4.2 - Elastic Load Balancing
This topic explains suggestions for problems you might have with Elastic Load Balancing (ELB).
Can’t synchronize with time server
Eucalyptus sets up NTP automatically for any instance that has an internet connection to a public network. If an instance doesn’t have such a connection, set the cloud property loadbalancing.loadbalancer_vm_ntp_server
to a valid NTP server IP address. For example:
euctl loadbalancing.loadbalancer_vm_ntp_server=169.254.169.254
PROPERTY loadbalancing.loadbalancer_vm_ntp_server 169.254.169.254 was {}
Need to debug an ELB instance
To debug an ELB instance, set the loadbalancing.loadbalancer_vm_keyname
cloud property to the keypair of the instance you want to debug. For example:
# euctl loadbalancing.loadbalancer_vm_keyname=sshlogin
PROPERTY loadbalancing.loadbalancer_vm_keyname sshlogin was {}
4.3 - Imaging Worker
This topic contains troubleshooting tips for the Imaging Worker.Some requests that require the Imaging Worker might remain in pending for a long time. For example: an import task or a paravirtual instance run. If request remains in pending, the Imaging Worker instance might not able to run because of a lack of resources (for example, instance slots or IP addresses).
You can check for this scenario by listing latest AutoScaling activities:
euscale-describe-scaling-activities -g asg-euca-internal-imaging-worker-01
Check for failures that indicate inadequate resources such as:
ACTIVITY 1950c4e5-0db9-4b80-ad3b-5c7c59d9c82e 2014-08-12T21:05:32.699Z asg-euca-internal-imaging-worker-01 Failed Not enough resources available: addresses; please stop or terminate unwanted instances or release unassociated elastic IPs and try again, or run with private addressing only
4.4 - Instances
This topic contains information to help you troubleshoot your instances.

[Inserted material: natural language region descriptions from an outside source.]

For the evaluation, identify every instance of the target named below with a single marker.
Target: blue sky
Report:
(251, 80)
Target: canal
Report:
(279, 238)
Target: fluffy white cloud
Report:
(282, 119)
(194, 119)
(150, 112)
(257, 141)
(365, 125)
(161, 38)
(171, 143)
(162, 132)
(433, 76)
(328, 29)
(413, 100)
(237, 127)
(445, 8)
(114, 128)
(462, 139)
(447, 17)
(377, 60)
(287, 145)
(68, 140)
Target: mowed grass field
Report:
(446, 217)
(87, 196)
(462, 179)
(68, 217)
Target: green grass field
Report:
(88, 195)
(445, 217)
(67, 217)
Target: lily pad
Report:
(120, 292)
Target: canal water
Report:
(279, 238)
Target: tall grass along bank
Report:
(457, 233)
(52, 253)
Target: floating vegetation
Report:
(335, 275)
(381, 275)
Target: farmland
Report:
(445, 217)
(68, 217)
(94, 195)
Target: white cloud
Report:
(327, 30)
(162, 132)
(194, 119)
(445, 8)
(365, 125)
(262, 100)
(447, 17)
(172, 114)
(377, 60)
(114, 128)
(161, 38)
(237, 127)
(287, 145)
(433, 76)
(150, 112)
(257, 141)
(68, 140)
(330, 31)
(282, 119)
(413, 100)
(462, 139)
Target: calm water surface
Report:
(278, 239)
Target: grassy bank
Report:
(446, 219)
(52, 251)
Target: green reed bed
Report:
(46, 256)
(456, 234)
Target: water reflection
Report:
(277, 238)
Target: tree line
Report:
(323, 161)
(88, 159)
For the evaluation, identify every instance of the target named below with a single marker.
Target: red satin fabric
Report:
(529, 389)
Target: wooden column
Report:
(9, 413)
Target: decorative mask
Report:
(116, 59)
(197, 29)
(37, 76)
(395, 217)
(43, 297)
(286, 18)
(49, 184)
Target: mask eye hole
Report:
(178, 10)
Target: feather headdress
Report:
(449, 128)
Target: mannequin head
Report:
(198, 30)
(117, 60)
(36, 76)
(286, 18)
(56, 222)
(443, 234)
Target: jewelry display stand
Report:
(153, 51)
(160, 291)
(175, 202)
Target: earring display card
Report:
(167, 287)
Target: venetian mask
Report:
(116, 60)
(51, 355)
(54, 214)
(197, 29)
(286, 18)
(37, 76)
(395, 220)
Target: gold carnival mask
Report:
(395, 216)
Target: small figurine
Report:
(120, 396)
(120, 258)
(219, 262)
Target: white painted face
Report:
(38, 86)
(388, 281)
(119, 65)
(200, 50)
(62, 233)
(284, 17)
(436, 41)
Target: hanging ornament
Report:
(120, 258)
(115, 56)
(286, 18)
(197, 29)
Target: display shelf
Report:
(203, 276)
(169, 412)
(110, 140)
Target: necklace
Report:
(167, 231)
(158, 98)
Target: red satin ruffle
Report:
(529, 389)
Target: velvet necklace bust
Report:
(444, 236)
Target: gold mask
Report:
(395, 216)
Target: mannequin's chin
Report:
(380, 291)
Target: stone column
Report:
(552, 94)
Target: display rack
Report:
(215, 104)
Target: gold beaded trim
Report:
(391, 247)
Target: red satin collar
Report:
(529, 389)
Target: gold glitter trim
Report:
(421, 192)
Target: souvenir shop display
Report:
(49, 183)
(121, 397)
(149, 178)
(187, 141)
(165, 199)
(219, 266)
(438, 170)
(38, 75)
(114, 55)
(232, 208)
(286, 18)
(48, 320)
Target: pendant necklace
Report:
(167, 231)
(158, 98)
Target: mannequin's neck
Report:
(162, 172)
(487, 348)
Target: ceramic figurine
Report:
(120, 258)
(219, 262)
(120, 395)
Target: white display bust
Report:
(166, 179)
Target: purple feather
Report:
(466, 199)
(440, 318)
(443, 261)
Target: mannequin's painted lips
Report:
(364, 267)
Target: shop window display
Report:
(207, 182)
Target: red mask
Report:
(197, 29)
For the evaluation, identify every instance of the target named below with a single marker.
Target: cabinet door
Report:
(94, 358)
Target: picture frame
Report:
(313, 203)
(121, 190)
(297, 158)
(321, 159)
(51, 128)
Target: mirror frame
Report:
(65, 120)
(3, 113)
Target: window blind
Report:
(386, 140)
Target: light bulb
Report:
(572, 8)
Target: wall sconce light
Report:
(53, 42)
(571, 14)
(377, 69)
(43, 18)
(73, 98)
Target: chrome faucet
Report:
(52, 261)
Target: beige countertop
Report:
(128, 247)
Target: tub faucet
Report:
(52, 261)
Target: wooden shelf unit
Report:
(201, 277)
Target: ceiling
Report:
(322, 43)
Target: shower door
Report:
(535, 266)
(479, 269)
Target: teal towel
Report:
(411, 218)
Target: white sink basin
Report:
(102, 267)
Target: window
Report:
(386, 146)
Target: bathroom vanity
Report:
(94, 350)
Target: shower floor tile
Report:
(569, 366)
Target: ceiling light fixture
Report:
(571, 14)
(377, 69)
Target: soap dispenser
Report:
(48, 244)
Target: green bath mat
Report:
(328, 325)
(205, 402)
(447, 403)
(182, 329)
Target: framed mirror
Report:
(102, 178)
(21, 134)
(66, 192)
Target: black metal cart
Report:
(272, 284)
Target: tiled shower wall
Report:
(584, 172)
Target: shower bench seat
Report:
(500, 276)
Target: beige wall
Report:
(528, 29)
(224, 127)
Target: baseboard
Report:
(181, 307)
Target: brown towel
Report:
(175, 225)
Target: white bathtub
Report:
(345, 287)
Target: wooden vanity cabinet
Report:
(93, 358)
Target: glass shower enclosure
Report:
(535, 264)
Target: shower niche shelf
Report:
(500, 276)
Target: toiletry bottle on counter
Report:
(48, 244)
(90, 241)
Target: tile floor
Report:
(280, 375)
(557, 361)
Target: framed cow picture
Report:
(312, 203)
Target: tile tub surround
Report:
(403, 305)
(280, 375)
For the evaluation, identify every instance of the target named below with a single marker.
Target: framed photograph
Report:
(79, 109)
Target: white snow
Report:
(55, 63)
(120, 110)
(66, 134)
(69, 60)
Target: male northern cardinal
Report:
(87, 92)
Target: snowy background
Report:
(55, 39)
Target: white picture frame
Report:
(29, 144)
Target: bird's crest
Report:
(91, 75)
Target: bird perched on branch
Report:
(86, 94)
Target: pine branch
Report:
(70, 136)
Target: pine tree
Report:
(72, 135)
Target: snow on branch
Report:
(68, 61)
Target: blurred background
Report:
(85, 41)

Inaccurate IP addresses display in the output of euca-describe-addresses.
This can occur if you add IPs from the wrong subnet into your public IP pool, do a restart on the CC, swap out the wrong ones for the right ones, and do another restart on the CC. To resolve this issue, run the following commands.
Note
A restart should only be performed when no instances are running, or when instance service interruption can be tolerated. A restart causes the CC to reset its networking configuration, regardless of whether or not it is in use.systemctl stop eucalyptus-cloud.service
systemctl stop eucalyptus-cluster.service
iptables -F
systemctl restart eucalyptus-cluster.service
systemctl start eucalyptus-cloud.service
NC does not recalculate disk size correctly
This can occur when trying to add extra disk space for instance ephemeral storage. To resolve this, you need to delete the instance cache and restart the NC.
For example:
rm -rf /var/lib/eucalyptus/instances/*
systemctl restart eucalyptus-node.service
4.5 - Walrus and Storage
This topic contains information about Walrus-related problems and solutions.
Walrus decryption failed.
On Ubuntu 10.04 LTS, kernel version 2.6.32-31 includes a bug that prevents Walrus from decrypting images. This can be determined from the following line in cloud-output.log
javax.crypto.
BadPaddingException: pad block corrupted
If you are running this kernel:
- Update to kernel version 2.6.32-33 or higher.
- De-register the failed image ( ).
- Re-register the bundle that you uploaded ( ).
Walrus physical disk is not large enough.
- Stop the CLC.
- Add a disk.
- Migrate your data.
Make sure you use LVM with your new disk drive(s).